Even by Game of
Thrones standards, Rubens depiction of Saturn devouring his son is
grotesque. There is a matter of factness in the way Saturn is going about his business
that is chilling. Ramsay Bolton would be reminding us of his jaw-dropping
barbarity, but this guy is just doing it. And he has reason, knowing that among
the deities, sons usurp their fathers. Then there’s the ripping of the flesh off
the chest; it’s not the usual “off with his head” approach, but more the way
one might eat chicken (without cutlery, I mean ). Saturn with an old man’s dishevelled
grey hair, bushy eye-brows, loss of body-tone so wonderfully achieved; it’s a
realistic impression, and it’s an impression that stresses that all is being
done with the utmost (albeit depraved) sanity.
Goya’s Saturn , on the other hand is comic-book; he looks
completely ‘out of his tree’; whichever
end of the carcass was topmost would, of
course, be the end that got chewed off first.
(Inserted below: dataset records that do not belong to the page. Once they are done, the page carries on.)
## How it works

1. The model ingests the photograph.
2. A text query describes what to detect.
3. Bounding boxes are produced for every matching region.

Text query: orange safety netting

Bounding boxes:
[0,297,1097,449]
And since the headless body seems
to be of adult proportions, this Saturn is a giant. As regards which Saturn I’d
prefer to bump into, I suppose I’d take my chances with the first; on the other
hand, since he looks like any old man, I might well run him and not recognise anything different in him; and
that’s serious menace.
It helps me to use images like these to spur ideas in my own
writing. The various different interpretations of Goya’s painting (time
devouring the young, Spanish war efforts devouring its youth, deaths of Goya’s
own children, relations with his son) are
prime fodder for poetry and the images can prepare the stage. But isn’t it intriguing how completely different the poem would end
up if based on one or the other of these two images?